それほどまでに意思が固いことを示すかのように、止めないで、というように彼女から目も向けられなかったレイが、ショックを受けたようにその場に佇んだ。

 騒がしい廊下に対して、五組の教室内は重い沈黙に包まれていた。誰もが「どうする」と目線を交わすだけで動けずにいる中、拓斗が呆気に取られても尚自分ペース、といった様子で教室の入り口にいたレイに声を投げた。

「なぁレイちゃん、沙羅ちゃんはどれくらい運動が出来ないんだ?」
「僕をちゃん付けで呼ぶなッ」

 そうしっかり注意したレイは、迷うような間を置いた後「沙羅ちゃんは、その、僕が知っている子の中では一番足が遅い、かも……」とぎこちなく視線をそらした。

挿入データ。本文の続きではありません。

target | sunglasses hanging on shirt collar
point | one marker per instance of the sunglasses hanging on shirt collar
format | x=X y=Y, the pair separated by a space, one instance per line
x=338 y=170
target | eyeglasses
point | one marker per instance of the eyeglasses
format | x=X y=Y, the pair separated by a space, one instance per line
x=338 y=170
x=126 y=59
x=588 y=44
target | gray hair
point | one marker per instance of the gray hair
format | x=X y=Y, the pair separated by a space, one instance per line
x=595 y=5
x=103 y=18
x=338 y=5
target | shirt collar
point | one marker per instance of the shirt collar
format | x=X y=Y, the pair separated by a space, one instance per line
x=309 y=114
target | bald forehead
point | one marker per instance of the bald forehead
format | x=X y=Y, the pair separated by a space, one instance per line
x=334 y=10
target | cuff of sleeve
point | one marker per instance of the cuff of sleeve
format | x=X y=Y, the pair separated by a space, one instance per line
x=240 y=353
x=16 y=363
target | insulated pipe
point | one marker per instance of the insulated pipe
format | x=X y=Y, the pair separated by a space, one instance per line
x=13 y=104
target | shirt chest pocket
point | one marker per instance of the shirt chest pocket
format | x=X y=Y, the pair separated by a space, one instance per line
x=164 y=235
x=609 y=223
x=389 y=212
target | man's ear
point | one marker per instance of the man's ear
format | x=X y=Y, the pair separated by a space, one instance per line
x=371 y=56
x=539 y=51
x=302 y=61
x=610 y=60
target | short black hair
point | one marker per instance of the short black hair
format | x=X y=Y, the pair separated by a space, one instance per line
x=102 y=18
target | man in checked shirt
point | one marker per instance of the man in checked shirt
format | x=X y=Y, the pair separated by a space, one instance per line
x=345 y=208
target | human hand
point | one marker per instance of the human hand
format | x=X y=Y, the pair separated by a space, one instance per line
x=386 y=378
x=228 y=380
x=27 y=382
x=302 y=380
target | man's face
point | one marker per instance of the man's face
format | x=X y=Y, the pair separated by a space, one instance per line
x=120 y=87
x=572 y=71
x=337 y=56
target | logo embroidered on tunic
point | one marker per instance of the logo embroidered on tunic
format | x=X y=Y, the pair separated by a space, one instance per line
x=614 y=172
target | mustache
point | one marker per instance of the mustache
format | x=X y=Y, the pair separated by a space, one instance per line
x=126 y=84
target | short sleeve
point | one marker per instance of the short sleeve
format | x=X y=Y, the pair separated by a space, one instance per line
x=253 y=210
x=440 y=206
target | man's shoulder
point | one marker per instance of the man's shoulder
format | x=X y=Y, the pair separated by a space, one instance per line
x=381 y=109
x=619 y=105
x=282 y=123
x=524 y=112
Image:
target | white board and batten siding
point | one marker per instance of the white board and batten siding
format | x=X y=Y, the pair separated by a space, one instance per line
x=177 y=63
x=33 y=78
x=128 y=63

「なるほどね、沙羅ちゃんはかなりの運動音痴ってことか」

 拓斗が「どうしたもんかね」と吐息交じりに続けて、小さく肩を落とした。
 
 スポーツは出来そうにないもんなぁ、とクラスの男子生徒たちが日頃を思い返して呟いた。沙羅が『ぎゅっとします!』と宣言して挑戦し続けているものが、ことごとく失敗に終わっているのを見ていたせいである。